[quote name='mykevermin']We're *all* marks at some level, foolio. If you deny being a mark, then you're the worst sort.
Triple H is a great wrestler, but not a great heel. His feuds grew stale after his 2000 feud with Foley, which was the last time he showed fear or weakness (two critical elements of a good heel). While some of his feuds since then had great matches, or involved fresh matchups, as a *heel*, he was not very good.
Look at it this way: people often complained that Nash and Hall were terrible heels, because they always pandered to the crowd, looking for approval, and sculpting promos to get cheered rather than booed. In short, they were not good heels because they were "cool heels." Fans don't boo someone they want to be just like; that is precisely the reason that Stone Cold took off in 1996.
A variant of the "cool heel" is the "dominant heel." Someone who shows no weaknesses, no fear, and rarely gets put in their place, and always wins the feud. Triple H is that kind of heel. His matches were good, but often uninteresting, for the very reason that the outcome was known. You can ignore his connections to the McMahon family entirely, and his influence backstage, and still come to this conclusion. A good heel, like Ric Flair, knows when to "show ass." When to look weak, to always look beatable, and to win enough to cause the crowd to hate your guts. Triple H won all the time, never showed weakness, and never "showed ass." When did Triple H *EVER* look like a fool on WWE programming after his first WWF title win? When did he *EVER* show fear?
He wasn't a great heel at all; he wasn't even a heel. He took the "Hulkamania" persona and tried to force it into a heel character, and the crowd hated it. Fans don't want to see a heel win, but in order to keep their interest, the heel should win (perhaps more often than lose, I'll admit).
BUT BUT BUT BUT BUT!
But, fans want to see a heel who *should* lose, who *could* lose, and, by all means in most matches, *did* lose (via phony three counts with the ref knocked out, Dusty finishes, and whatnot). Triple H was never that heel. Seeing Triple H come out, one would think "well, here's another Triple H title win." I never expected him to lose, so I had no incentive to see him in a feud.
Now, compare him with his idol, Ric Flair. Ric Flair made *hundreds* of people look like legitimate World Champions in their careers. He made Ricky Goddamn Morton look like he could be world champ. He took Rugged Ronnie Garvin to the edge. He made Steamboat have the best matches people have seen this side of Savage/Steamboat from Wrestlemania III. Ric Flair is seen a credible in-ring worker, and damn near every feud he was in, he got his comeuppance to a degree, or was made to look like a fool (outside of his ultra-floppy selling style, which I think, helps him, even if it is comical).

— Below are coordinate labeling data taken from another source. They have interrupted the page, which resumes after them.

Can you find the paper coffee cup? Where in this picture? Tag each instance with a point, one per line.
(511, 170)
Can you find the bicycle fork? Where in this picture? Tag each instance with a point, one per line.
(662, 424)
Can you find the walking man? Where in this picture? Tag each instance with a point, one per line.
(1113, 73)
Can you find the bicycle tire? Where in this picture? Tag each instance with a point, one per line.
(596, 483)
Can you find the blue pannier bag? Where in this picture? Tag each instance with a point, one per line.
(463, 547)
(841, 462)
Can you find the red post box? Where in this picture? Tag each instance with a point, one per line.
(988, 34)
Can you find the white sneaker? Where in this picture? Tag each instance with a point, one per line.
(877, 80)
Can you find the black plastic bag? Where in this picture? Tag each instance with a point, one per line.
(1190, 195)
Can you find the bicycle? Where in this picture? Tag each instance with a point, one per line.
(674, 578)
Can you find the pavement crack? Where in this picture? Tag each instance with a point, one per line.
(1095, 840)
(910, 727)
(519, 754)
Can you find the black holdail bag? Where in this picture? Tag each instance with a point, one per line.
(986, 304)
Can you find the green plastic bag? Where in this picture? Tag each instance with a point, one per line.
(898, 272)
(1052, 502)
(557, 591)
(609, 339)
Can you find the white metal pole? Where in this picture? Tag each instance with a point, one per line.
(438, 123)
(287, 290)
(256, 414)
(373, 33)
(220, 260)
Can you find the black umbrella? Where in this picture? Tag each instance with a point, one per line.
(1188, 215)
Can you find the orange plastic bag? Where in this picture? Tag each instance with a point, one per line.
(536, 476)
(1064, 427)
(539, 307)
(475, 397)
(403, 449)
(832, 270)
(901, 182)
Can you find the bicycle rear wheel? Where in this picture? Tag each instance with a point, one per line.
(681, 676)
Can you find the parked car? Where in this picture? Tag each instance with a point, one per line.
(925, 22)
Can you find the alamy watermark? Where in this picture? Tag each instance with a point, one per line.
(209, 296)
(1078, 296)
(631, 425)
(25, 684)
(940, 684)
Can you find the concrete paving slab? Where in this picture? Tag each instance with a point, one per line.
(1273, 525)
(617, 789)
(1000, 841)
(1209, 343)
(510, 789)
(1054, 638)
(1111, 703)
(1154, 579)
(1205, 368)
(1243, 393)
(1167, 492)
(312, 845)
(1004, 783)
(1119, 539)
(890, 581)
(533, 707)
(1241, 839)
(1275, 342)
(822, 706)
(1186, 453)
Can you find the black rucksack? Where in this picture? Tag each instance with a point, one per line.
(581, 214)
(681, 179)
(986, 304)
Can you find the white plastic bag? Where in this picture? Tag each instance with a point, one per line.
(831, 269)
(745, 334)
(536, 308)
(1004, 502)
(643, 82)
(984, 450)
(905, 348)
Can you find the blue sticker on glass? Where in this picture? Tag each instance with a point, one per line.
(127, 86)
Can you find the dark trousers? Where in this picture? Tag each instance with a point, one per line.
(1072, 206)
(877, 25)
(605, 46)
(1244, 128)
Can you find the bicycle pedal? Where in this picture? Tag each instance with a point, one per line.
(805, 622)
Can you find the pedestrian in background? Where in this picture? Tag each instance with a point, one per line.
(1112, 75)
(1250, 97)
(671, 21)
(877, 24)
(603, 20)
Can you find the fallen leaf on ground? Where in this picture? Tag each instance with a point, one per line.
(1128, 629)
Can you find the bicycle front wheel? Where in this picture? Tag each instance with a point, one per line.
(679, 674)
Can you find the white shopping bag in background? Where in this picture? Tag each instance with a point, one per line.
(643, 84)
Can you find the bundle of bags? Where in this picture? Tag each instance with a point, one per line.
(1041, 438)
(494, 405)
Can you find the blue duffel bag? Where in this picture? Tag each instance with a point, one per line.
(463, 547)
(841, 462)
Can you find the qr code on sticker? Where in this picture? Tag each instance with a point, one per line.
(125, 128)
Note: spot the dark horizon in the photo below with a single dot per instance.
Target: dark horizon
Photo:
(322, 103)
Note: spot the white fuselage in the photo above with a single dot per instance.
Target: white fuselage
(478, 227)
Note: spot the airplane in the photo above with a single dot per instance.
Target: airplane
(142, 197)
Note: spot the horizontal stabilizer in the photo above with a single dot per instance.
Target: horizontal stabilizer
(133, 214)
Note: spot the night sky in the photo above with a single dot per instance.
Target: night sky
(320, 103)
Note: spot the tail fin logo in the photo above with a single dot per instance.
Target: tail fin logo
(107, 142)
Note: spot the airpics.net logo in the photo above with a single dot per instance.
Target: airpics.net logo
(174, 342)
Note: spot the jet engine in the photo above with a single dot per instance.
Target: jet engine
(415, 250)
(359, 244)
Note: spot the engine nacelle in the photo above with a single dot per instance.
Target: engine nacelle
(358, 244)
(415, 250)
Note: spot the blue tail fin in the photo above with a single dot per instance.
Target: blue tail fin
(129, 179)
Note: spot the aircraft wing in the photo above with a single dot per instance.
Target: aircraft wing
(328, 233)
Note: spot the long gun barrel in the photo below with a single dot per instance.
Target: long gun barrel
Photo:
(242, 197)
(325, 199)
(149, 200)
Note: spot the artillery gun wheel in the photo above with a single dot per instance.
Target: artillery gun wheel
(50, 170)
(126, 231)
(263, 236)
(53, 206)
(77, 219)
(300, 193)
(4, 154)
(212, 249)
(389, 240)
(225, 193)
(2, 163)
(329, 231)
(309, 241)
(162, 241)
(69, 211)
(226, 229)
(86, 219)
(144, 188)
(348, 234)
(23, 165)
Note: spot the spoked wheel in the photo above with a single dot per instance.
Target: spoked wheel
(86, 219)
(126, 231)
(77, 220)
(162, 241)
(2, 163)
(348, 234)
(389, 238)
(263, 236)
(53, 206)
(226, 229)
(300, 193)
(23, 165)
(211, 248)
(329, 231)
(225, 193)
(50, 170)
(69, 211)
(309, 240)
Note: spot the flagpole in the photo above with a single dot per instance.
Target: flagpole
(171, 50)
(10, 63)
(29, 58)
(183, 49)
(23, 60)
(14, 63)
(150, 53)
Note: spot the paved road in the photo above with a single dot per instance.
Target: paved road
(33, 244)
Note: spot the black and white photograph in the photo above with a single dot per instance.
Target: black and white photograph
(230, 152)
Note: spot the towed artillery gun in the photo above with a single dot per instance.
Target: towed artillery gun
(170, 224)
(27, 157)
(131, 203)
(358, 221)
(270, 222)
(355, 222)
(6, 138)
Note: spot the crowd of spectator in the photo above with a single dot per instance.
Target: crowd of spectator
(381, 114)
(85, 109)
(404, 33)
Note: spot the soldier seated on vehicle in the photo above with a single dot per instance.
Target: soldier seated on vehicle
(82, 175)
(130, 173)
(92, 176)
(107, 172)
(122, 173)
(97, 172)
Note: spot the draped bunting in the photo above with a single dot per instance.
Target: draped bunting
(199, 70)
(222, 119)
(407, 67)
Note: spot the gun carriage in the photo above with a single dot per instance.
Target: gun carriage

Triple H has a great look, neat-o merchandise for you tasteless types, and using Motorhead as an entrance theme screams "cool heel" (remember when they changed Demolition's entrance music to that screechy noise so fans would stop cheering for them?). He has great wrestling matches on most days (too many people wrongly place all the blame on Scott Steiner for their shit-fest at RR 2003). But to say he's a great heel? I think you're sorely mistaken. If you think Triple H is an awesome heel, I bet you'll LOVE Jeff Jarrett's title reigns in TNA. :lol:[/quote]
One of the best posts I have ever read on here

and I actually had no prob with Jarretts title reigns.